Calorie restriction increases lifespan in worms, researchers have found.
The study, conducted by Duke University researchers, found that calorie restriction increases longevity and slows ageing in C. elegans.
Researchers said that calorie restriction led to arrested development in C. elegans. But, when food was freely available, the worm began to grow naturally and lived twice as long as worms on other diets.
"It is possible that low-nutrient diets set off the same pathways in us to put our cells in a quiescent state," said David R. Sherwood, an associate professor of biology at the Duke University. "The trick is to find a way to pharmacologically manipulate this process so that we can get the anti-aging benefits without the pain of diet restriction."
A recent study had shown that monkeys on a caloric-restricted diet age slowly and live longer than their well-fed peers. Other researchers have found that low calorie diets increase longevity by protecting the body against diseases.
For the study researchers focused on the last two stages of C. elegans larval development called as L3 and L4. During these stages, the worm develops a speck of three cells to a mass of 22 cells. Researchers found that when worms were deprived of food, the developmental stages stopped and the worm vulva had either three cells or 22 cells.
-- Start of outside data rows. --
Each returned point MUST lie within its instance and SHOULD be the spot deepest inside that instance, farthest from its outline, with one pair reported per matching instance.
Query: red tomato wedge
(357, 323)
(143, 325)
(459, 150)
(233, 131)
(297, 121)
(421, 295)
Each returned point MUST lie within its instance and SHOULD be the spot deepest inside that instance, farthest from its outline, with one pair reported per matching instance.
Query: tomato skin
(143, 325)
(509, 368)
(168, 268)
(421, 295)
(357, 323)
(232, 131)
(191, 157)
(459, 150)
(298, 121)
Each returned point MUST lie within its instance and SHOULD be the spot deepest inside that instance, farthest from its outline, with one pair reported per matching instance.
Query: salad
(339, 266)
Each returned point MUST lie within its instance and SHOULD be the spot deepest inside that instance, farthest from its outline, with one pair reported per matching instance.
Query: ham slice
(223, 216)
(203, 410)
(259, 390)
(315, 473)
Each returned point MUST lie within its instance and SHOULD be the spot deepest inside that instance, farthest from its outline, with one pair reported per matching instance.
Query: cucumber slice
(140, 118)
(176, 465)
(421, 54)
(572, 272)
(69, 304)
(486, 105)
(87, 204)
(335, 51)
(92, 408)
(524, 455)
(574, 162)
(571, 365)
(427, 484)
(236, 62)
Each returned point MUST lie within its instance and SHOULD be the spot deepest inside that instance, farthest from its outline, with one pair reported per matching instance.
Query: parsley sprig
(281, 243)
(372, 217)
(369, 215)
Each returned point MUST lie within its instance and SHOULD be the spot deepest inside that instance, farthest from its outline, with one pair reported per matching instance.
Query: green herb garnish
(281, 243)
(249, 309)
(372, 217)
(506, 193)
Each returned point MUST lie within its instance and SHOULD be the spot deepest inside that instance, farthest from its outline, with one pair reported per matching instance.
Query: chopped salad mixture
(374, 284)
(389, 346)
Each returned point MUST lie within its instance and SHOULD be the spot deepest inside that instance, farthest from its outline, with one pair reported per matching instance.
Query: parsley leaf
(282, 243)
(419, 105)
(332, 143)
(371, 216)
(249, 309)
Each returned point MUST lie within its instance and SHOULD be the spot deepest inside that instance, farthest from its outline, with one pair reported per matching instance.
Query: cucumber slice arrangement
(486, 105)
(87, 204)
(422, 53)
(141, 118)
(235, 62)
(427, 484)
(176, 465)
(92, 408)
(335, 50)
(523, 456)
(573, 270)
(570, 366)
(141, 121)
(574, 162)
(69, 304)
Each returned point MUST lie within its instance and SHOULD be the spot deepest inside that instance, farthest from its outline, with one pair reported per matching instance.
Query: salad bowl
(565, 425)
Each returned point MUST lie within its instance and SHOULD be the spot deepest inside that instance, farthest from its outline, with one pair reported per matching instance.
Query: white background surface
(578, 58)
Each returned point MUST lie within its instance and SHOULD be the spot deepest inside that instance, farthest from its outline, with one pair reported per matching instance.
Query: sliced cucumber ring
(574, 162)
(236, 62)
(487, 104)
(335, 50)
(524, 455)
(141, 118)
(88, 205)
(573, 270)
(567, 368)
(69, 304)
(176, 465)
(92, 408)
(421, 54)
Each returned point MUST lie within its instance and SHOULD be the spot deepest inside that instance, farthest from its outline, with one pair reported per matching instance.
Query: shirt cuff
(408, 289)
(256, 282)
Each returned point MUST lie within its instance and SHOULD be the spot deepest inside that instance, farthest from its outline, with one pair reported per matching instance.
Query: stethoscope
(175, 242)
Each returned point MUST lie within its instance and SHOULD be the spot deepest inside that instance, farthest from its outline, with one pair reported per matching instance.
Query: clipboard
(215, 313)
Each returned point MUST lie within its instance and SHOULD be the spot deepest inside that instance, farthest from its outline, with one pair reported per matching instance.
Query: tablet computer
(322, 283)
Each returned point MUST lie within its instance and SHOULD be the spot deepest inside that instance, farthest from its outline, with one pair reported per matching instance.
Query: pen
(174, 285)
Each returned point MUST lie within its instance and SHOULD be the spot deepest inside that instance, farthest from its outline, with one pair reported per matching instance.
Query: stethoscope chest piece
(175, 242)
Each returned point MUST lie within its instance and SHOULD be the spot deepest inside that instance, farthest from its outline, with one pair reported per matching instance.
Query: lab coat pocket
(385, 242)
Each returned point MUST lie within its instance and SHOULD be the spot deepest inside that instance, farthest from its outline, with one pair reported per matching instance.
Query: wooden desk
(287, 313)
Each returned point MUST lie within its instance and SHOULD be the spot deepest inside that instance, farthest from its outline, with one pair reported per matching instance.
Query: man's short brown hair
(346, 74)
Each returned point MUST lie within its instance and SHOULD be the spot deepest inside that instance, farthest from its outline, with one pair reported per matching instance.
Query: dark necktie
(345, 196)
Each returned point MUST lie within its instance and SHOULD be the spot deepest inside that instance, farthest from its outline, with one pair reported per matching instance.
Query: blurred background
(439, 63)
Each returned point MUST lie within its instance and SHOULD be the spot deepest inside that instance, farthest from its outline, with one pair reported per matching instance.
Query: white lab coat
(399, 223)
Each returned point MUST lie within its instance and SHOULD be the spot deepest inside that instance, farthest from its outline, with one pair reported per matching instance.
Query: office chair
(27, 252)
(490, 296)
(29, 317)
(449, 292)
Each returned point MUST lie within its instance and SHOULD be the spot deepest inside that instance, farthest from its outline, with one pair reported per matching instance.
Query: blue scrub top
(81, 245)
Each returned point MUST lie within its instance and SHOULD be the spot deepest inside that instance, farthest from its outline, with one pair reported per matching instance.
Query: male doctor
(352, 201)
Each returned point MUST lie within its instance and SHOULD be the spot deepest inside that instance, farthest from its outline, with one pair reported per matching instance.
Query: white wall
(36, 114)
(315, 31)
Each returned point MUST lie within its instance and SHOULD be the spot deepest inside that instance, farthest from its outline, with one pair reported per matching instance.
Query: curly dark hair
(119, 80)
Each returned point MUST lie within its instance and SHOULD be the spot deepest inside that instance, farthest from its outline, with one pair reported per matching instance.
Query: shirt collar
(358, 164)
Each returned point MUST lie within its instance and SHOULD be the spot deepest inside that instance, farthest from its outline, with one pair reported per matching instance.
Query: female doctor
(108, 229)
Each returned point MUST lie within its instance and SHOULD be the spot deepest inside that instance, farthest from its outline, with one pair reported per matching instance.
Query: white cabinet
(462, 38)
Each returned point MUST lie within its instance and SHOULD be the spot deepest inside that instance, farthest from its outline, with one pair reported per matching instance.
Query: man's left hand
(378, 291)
According to the team, all the tissues in the worm's body had suspended development until it got enough food.
"Development isn't a continuous nonstop process," said Schindler, lead author of the study. "Organisms have to monitor their environment and decide whether or not it is amenable to their development. If it isn't, they stop, if it is, they go. Those checkpoints seem to exist to allow the animal to make that decision. And the decision has implications, because the resources either go to development or to survival."
According to the researchers, the worm can go without food for as long as two weeks. Once it gets enough nutrition, it comes out of the arrested development stage and lives twice as long as other well-fed worms.
Sherwood and colleagues said that the study could help scientists understand not just longevity, but also cancer. Some cancers stop growing after reaching a certain size and then start growing years later. Researchers say that the pathways controlling lifespan in worms could be analogous to the pathways that control human cancer growth.
The study is published in the journal PLOS Genetics.
Note that the study was conducted on humans. Whether or not strict dieting helps humans live longer isn't clear.